Le gouvernement zimbabwéen cherche à lever 200 millions de dollars pour financer la construction et le lancement d’un satellite de télécommunications, selon la presse locale. Annoncée le mercredi 11 mars, l’initiative vise, selon les autorités, à renforcer l’infrastructure numérique nationale et à améliorer l’accès à Internet dans le pays.
Le ministre des Finances, du Développement économique et de la Promotion des investissements, Mthuli Ncube, a révélé cette information lors du lancement du cadre opérationnel de l’externalisation des processus d’affaires et des processus de connaissance (BKPO).
« Nous discutons avec diverses sources potentielles de capitaux et espérons parvenir à un accord. C’est un domaine nouveau pour nous — la manière de générer des revenus à partir des satellites — nous avons donc dû présenter un argumentaire économique », a déclaré M. Ncube, rapporté par NewsDay Zimbabwe.
Les autorités misent sur la technologie satellitaire
La Stratégie nationale de développement 2 (NDS2), qui couvre la période 2026-2030, prévoit le lancement d’un troisième satellite télécoms national, dénommé ZIMSAT-3, pour réduire la fracture numérique.
« ZIMSAT-3 soutiendra le renforcement de la connectivité et les efforts de transformation numérique, viendra compléter l’expansion nationale du haut débit et contribuera à améliorer l’accès aux services numériques dans les zones rurales comme urbaines », peut-on lire dans le document stratégique.
En attendant la construction de son propre satellite, le pays mise sur des partenariats avec des fournisseurs. En mars 2024, le gouvernement avait révélé qu’il envisageait de collaborer avec des fournisseurs d’accès à Internet par satellite afin d’étendre les services et de réduire les coûts.
La ministre des TIC, Tatenda Mavetera, avait expliqué que cette initiative était nécessaire en raison de l’enclavement du pays, une situation qui fait que le simple acheminement des données entraîne déjà des coûts. Avec le satellite, il serait possible de réduire la dépendance aux infrastructures terrestres et de contourner en partie ces contraintes.

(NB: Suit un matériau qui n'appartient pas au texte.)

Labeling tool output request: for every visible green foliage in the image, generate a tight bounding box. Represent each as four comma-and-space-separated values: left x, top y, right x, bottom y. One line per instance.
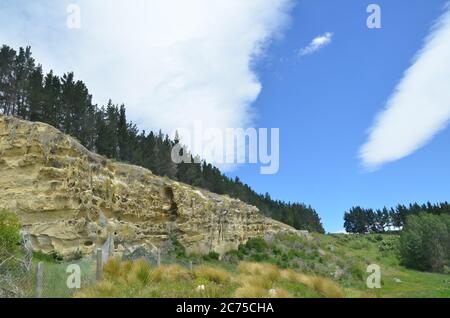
0, 210, 21, 258
203, 252, 220, 261
399, 213, 450, 272
0, 45, 324, 233
344, 202, 450, 234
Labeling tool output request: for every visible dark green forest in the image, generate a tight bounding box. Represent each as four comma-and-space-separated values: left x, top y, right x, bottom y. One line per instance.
0, 45, 324, 233
344, 202, 450, 234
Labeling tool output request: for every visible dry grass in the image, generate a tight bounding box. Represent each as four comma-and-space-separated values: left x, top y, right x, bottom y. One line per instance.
238, 262, 280, 282
234, 284, 269, 298
151, 265, 192, 282
76, 259, 343, 298
281, 270, 344, 298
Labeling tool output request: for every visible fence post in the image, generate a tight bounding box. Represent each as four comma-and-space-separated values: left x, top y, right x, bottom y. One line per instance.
96, 248, 103, 280
36, 262, 44, 298
157, 248, 161, 267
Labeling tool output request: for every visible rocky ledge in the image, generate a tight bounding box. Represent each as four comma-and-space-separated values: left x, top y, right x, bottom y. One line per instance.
0, 116, 295, 258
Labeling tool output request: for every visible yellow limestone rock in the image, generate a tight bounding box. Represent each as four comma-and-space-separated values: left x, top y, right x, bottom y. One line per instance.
0, 116, 295, 258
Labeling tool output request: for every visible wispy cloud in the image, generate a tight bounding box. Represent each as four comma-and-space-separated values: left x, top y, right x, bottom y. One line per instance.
359, 7, 450, 170
0, 0, 293, 147
299, 32, 333, 56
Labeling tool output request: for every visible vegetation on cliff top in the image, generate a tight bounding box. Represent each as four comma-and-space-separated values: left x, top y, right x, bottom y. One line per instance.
0, 45, 324, 233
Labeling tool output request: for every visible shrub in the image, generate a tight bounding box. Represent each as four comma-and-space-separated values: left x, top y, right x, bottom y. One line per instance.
399, 213, 450, 272
203, 252, 220, 261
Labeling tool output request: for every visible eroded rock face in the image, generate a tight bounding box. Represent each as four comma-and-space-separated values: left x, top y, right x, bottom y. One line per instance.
0, 116, 294, 258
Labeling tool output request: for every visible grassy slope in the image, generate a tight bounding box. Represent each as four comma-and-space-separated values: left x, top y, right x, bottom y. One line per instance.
33, 234, 450, 298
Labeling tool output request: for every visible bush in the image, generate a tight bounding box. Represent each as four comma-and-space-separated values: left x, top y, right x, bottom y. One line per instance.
399, 214, 450, 272
0, 210, 21, 258
203, 252, 220, 262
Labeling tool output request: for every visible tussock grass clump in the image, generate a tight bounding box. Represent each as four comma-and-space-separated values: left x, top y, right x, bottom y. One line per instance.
151, 265, 192, 282
238, 262, 280, 282
76, 259, 343, 298
311, 276, 344, 298
281, 270, 344, 298
234, 284, 269, 298
193, 266, 230, 284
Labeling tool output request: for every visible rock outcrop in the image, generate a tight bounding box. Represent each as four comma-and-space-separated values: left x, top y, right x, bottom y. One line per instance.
0, 116, 295, 258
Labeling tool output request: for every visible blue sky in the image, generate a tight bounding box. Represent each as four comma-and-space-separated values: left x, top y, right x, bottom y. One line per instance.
0, 0, 450, 232
230, 0, 450, 231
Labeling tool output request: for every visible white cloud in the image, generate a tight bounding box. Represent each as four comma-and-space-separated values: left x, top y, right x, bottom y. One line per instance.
299, 32, 333, 56
0, 0, 292, 148
360, 4, 450, 170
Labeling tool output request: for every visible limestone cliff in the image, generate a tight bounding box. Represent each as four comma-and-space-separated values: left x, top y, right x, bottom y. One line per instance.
0, 116, 294, 258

C’est dans ce contexte que Starlink a lancé ses services au Zimbabwe en septembre 2024, trois mois après avoir obtenu les autorisations des autorités. Depuis, ces dernières collaborent avec l’entreprise du milliardaire Elon Musk sur plusieurs projets de connectivité. Par exemple, l’exécutif a révélé en janvier dernier un projet visant à équiper les écoles primaires et secondaires du pays de 8000 kits Internet Starlink.
Une solution face à la fracture numérique persistante
Le satellite est de plus en plus plébiscité en Afrique comme solution pour assurer la connectivité universelle, en particulier dans les zones rurales et reculées, difficiles d’accès pour les réseaux terrestres des opérateurs télécoms ou jugées peu rentables.
Par exemple, le réseau 4G ne couvrait que 51,6 % de la population zimbabwéenne en 2024, selon les données de l’Union internationale des télécommunications (UIT). La 2G et la 3G couvraient respectivement 93,9 % et 87,9 % des habitants, contre seulement 15,9 % pour la 5G.
En matière d’adoption, la plateforme DataReportal indique que le nombre d’abonnements mobiles au Zimbabwe atteignait 16,2 millions à la fin de décembre 2025, pour un taux de pénétration de 95 %. Le pays comptait 6,54 millions d’internautes, soit un taux de pénétration de 38,4 %. Ces indicateurs peuvent toutefois être surestimés, les calculs incluant généralement chaque carte SIM ou ligne d’accès même lorsqu’un même utilisateur en détient plusieurs.
Malgré son potentiel, le satellite permet avant tout d’assurer la couverture du réseau et ne garantit pas nécessairement l’adoption réelle des services. D’autres facteurs entrent en jeu, notamment l’accessibilité des appareils compatibles, le coût des offres proposées par les opérateurs télécoms ou encore les compétences numériques des populations.
Par ailleurs, aucun calendrier n’a encore été communiqué pour la mise en œuvre du projet de satellite. Le pays devra d’abord mobiliser les financements nécessaires avant de passer aux étapes de conception et de lancement, un processus qui peut prendre plusieurs années.